6 - Ilusão etérea
O teste de elenco consistia em uma rápida entrevista e apresentação de uma cena para que a equipe do filme pudesse selecionar os atores e as atrizes que iriam interpretar os personagens da trama.
Era um dos processos mais importantes da pré-produção, e uma das etapas preferidas de Gustavo.
Ali, a magia da ilusão começava.
Sentado entre os produtores de casting, os diretores de cena e os assistentes de direção, Gustavo se preparou para a longa manhã que teria pela frente.
Precisava manter a mente limpa e livre.
Embora não conseguisse parar de pensar na garota dos olhos de mel e fogo.
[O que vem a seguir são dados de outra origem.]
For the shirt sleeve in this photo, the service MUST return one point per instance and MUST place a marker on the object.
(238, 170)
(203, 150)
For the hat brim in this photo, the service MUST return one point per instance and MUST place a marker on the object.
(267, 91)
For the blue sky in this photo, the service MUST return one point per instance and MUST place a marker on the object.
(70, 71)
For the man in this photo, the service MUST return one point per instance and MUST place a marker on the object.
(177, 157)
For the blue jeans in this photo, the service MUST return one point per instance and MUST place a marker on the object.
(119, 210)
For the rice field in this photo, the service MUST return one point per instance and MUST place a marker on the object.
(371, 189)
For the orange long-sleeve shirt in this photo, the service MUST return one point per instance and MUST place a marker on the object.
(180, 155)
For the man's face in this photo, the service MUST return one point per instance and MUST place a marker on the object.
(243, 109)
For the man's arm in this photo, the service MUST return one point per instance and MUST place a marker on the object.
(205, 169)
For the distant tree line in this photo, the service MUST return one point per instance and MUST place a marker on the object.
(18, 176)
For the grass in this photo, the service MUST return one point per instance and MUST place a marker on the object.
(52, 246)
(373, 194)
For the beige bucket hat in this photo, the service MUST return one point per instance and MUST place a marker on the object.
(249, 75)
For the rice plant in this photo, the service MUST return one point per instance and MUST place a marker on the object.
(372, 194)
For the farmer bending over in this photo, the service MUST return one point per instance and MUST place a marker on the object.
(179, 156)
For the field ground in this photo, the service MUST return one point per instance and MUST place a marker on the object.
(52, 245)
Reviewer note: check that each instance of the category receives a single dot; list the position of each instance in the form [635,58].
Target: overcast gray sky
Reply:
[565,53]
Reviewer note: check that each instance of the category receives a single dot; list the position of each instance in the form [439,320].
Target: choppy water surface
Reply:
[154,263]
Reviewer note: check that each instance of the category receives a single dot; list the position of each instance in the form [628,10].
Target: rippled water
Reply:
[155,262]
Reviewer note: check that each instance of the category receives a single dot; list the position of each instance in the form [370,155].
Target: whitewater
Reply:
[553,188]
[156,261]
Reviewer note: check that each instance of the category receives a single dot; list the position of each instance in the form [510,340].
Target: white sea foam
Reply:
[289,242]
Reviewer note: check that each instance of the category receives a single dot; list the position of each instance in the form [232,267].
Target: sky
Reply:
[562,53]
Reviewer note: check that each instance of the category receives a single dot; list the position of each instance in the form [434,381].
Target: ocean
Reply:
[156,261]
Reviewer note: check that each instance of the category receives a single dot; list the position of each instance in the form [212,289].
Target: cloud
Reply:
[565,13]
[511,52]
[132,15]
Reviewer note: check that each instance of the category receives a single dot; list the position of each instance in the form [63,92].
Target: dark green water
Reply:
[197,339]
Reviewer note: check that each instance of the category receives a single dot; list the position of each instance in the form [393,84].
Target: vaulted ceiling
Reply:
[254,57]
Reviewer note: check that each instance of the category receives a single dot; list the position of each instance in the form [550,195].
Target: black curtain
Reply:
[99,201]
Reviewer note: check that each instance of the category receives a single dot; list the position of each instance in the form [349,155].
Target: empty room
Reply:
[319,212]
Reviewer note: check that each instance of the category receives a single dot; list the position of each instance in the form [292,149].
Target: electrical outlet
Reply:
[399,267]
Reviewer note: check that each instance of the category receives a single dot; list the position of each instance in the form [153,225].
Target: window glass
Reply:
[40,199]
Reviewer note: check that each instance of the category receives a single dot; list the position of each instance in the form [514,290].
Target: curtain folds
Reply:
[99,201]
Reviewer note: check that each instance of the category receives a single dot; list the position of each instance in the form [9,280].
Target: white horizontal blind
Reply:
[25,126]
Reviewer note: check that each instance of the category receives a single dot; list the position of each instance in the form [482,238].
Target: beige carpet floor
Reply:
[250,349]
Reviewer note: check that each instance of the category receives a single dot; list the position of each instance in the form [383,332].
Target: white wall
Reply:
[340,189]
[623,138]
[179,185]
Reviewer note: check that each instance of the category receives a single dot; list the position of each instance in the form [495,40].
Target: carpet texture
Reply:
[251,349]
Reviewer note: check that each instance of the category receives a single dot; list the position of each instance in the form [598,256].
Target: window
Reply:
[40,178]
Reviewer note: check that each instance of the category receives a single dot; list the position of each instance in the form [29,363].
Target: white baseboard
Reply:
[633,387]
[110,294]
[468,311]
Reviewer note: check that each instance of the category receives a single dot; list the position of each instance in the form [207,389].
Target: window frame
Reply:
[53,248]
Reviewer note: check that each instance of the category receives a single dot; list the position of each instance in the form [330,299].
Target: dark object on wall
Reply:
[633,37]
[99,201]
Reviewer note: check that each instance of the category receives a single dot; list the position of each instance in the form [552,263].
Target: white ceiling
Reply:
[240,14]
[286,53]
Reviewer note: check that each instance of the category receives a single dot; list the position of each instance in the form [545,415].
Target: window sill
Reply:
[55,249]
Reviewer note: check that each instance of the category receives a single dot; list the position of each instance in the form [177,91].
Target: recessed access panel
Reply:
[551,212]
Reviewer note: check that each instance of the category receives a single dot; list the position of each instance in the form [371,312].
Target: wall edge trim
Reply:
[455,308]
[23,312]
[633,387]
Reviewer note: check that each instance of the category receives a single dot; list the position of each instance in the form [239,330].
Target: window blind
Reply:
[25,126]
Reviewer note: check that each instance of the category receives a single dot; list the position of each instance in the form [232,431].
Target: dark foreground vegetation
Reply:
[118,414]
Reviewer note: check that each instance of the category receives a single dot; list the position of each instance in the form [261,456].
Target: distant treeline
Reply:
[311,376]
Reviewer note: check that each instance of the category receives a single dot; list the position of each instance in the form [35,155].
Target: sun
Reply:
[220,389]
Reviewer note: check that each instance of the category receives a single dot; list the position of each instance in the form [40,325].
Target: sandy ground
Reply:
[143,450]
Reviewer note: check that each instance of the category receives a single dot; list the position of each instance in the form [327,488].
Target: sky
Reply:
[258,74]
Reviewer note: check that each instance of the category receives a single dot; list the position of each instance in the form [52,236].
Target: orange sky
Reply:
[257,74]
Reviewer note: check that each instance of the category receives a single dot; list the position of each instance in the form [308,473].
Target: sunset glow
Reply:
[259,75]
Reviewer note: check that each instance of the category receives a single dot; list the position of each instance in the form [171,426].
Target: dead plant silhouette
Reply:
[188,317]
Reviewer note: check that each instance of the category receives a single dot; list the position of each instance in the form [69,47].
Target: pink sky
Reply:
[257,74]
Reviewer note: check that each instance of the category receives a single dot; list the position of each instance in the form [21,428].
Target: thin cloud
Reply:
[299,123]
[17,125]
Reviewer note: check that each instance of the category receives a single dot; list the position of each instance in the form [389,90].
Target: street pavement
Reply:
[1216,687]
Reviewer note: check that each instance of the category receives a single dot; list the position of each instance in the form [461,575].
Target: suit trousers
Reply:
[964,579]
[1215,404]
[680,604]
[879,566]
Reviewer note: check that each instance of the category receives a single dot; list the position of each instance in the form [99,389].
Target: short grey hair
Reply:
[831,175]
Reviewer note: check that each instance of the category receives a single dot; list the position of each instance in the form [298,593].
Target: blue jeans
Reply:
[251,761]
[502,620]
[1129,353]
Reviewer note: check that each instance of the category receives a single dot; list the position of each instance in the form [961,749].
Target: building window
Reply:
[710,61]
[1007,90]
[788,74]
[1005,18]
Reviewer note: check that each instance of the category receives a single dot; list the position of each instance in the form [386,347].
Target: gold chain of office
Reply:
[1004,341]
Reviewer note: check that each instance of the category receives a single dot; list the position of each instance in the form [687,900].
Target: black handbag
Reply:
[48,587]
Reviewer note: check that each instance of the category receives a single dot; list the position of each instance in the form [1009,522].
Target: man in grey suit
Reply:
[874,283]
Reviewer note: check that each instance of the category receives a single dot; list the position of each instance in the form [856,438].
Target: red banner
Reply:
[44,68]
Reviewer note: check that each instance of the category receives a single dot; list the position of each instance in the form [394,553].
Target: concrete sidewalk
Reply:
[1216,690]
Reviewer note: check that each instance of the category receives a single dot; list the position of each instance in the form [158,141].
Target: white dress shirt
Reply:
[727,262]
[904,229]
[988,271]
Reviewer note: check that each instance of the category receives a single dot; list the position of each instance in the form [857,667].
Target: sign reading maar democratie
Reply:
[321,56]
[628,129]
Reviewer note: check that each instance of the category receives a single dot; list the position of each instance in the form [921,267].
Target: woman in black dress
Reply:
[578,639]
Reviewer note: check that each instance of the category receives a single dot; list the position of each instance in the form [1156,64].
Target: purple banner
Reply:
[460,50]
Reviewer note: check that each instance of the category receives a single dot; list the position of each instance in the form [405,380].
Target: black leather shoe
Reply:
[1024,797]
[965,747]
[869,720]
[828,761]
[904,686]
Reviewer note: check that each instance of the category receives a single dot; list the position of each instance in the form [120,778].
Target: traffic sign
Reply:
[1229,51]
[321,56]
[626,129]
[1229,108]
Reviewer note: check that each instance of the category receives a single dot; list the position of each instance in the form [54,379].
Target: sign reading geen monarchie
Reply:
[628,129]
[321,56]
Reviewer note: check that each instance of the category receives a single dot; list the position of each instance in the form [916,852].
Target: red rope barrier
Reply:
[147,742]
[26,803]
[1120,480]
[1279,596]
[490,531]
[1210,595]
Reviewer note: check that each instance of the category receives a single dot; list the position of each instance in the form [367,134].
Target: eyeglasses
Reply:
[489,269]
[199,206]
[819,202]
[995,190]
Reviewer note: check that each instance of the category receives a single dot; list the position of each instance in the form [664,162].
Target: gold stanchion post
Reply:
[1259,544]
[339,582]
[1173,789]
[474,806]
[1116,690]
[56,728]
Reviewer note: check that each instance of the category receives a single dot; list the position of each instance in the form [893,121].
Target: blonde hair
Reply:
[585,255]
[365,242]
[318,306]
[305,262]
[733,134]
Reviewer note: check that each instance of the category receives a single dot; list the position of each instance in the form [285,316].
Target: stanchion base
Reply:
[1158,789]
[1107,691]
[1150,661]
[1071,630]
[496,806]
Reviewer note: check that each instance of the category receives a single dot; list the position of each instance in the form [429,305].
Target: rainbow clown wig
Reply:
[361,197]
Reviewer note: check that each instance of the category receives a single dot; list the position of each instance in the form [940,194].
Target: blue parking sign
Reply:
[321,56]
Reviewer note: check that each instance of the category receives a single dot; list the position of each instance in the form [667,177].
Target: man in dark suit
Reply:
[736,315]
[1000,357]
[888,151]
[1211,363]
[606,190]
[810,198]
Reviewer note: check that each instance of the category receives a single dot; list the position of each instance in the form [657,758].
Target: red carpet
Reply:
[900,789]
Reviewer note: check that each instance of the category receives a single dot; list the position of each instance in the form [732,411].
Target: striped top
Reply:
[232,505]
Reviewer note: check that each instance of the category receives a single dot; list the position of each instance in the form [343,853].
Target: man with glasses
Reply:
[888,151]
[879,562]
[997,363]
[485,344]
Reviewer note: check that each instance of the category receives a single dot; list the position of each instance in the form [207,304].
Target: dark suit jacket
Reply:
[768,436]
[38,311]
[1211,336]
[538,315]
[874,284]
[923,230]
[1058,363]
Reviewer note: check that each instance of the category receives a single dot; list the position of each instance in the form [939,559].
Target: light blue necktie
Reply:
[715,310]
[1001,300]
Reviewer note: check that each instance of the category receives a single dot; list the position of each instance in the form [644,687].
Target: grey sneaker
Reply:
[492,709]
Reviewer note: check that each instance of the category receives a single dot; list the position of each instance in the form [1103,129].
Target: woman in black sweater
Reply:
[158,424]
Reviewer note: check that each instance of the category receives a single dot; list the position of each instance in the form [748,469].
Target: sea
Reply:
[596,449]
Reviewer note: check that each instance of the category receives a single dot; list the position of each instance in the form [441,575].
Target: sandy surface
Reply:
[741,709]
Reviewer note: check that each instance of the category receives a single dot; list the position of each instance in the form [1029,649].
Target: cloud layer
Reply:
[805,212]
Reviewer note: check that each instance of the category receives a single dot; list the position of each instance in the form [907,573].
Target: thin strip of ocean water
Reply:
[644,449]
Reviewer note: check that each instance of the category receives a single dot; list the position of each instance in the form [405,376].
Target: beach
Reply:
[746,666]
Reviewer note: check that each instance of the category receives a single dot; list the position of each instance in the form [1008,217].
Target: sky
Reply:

Que estava ali. Em algum lugar do estúdio. A mesma garota do bar.
Não conseguia acreditar naquilo.
A probabilidade era uma em um milhão.
E, ainda assim, ela estava ali.
E, outra vez, não conseguira descobrir seu nome.
Seus olhos caíram sobre ela, atônitos e surpresos, no mesmo instante em que toda a equipe fora convocada para iniciar o teste de elenco.
Fora puxado por Valentim e Marta, os donos do estúdio, enquanto a garota desaparecia no meio dos demais.
Nem tivera chance de questionar se ela era uma funcionária terceirizada, algum membro da produção ou alguém que viera fazer os testes.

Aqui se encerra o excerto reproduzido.